The current Plan outlines a specific building and renovation program which will see the University’s facilities expand to accommodate projected teaching and research requirements over the next decade.  It is not a site plan for future development.

This Plan is as much about conservation as expansion – the thoughtful and responsible use of all Western’s space to preserve the beauty and integrity of one of Canada’s truly distinctive university campuses.  With that purpose in mind, the Campus Master Plan formulates a series of master planning principles that reflect the value we place on the landscape, the architectural quality of our buildings, and the ways in which we seek to ensure an environment that facilitates and enhances academic work.  Western is a residential university, with a central campus dedicated to the interaction of faculty, staff,  students and alumni who share a commitment to intellectual, social and personal development that is best achieved in a functioning community.  Our built environment is organized to facilitate that sense of community, with open space and structures that are accessible, safe, and flexible in purpose, allowing for adaptation as new paradigms for teaching and research evolve.
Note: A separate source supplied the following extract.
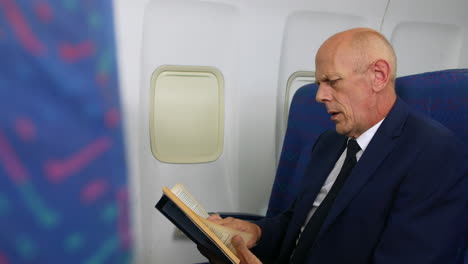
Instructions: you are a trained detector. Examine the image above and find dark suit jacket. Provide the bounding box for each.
[253,99,468,264]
In addition to master planning principles, the Campus Master Plan articulates space planning principles governing the allocation of space across the University, stressing the intention to focus academic activities at the centre of the campus and locate administrative and support functions at the campus periphery.   The Plan also seeks to define the precincts of future campus development and suggest possible uses for lands currently held or potentially to be acquired by the University.
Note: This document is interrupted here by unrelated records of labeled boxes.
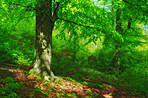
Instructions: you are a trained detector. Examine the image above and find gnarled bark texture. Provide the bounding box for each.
[31,0,58,80]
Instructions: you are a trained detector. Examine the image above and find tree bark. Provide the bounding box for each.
[112,7,123,71]
[32,0,56,80]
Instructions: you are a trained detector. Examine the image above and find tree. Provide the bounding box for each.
[31,0,104,80]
Following the University’s Strategic Plan, Engaging the Future (2006), this Plan expands on Western’s relationship with the City of London and the neighbourhoods immediately adjoining the campus.  It reaffirms the University’s commitments to support the established character of surrounding residential neighbourhoods, to oppose requests for zoning changes that would alter that character and be contrary to the City’s Official Plan, and to work in concert with the City to develop traffic and transit planning strategies that respect the intention to reduce vehicular traffic on the campus.  In addressing these latter concerns, the Campus Master Plan outlines a strategy for controlling traffic on and through the campus, enhancing service provided by the London Transit Commission, and confronting the need for adequate and appropriate parking facilities to best serve the University community.

This Campus Master Plan provides a guideline for the maintenance and future growth of a university campus that actively contributes to the teaching, learning, and working experience of all members of the Western community.